Thank you very much @jan-glx!

rsatija commented 3 years ago

Apologies that I missed this discussion before now. Its an interesting discussion about multiple testing, and it depends on the intent of the user when running the command. We originally wrote the function as a way to parallelize multiple DE analyses which would be analyzed independently, which is why we did not include additional correction.

However, the more important issue is that p-values associated with all DE single-cell analyses are not well-controlled due to 'clustering bias' (discussed for example in https://www.sciencedirect.com/science/article/pii/S2405471219302698?via%3Dihub). The manuscript describes an interesting way to mitigate this effect, but (outside of extensive random permutation), its not really possible to correct for this entirely. This is always important to keep in mind when thinking about p-values for these types of analyses.

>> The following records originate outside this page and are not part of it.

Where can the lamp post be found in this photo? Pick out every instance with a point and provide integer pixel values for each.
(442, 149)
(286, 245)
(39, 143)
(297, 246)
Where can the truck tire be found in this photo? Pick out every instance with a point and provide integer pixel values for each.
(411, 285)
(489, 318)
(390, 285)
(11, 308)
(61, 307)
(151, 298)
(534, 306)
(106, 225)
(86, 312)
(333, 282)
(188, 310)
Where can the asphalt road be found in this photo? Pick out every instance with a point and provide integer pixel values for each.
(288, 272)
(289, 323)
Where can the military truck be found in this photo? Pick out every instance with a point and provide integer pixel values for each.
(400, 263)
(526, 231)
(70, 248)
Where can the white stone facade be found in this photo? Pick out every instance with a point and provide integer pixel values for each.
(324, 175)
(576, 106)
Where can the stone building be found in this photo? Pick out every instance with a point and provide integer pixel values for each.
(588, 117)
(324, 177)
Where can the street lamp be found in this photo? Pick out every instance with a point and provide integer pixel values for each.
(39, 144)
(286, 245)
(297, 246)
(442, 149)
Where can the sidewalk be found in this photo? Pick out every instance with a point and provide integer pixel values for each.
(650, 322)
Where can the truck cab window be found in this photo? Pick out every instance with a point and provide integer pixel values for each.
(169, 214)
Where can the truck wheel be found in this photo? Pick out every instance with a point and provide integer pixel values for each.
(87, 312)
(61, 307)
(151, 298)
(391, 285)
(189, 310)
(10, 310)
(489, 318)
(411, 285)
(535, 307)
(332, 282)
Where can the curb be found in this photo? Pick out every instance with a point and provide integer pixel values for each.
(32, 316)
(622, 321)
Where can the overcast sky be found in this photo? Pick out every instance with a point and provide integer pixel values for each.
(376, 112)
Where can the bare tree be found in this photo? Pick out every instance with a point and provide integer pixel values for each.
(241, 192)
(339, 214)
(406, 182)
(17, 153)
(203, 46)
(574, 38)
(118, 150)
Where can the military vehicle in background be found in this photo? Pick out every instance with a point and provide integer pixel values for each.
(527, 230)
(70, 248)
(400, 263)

jan-glx commented 3 years ago

Thanks for getting back to this and explaining the reasoning; though I highly doubt that many user that runFindAllMarkers on 10 groups of cells realize that at on average more than one "significant at 0.1 FDR" difference is to be expected just by chance and that they would therefore be able to analyze and interpret the parallelized DE analyses correctly.

I agree that pseudo replication and clustering bias are often the bigger problem, but clustering bias is not always an issue (e.g. when identities are inferred from external information, such captured sgRNAs in Pertubseq-like experiments as in the use-case mentioned above).

In any case, both (all three) issues should probably be mentioned in the documentation?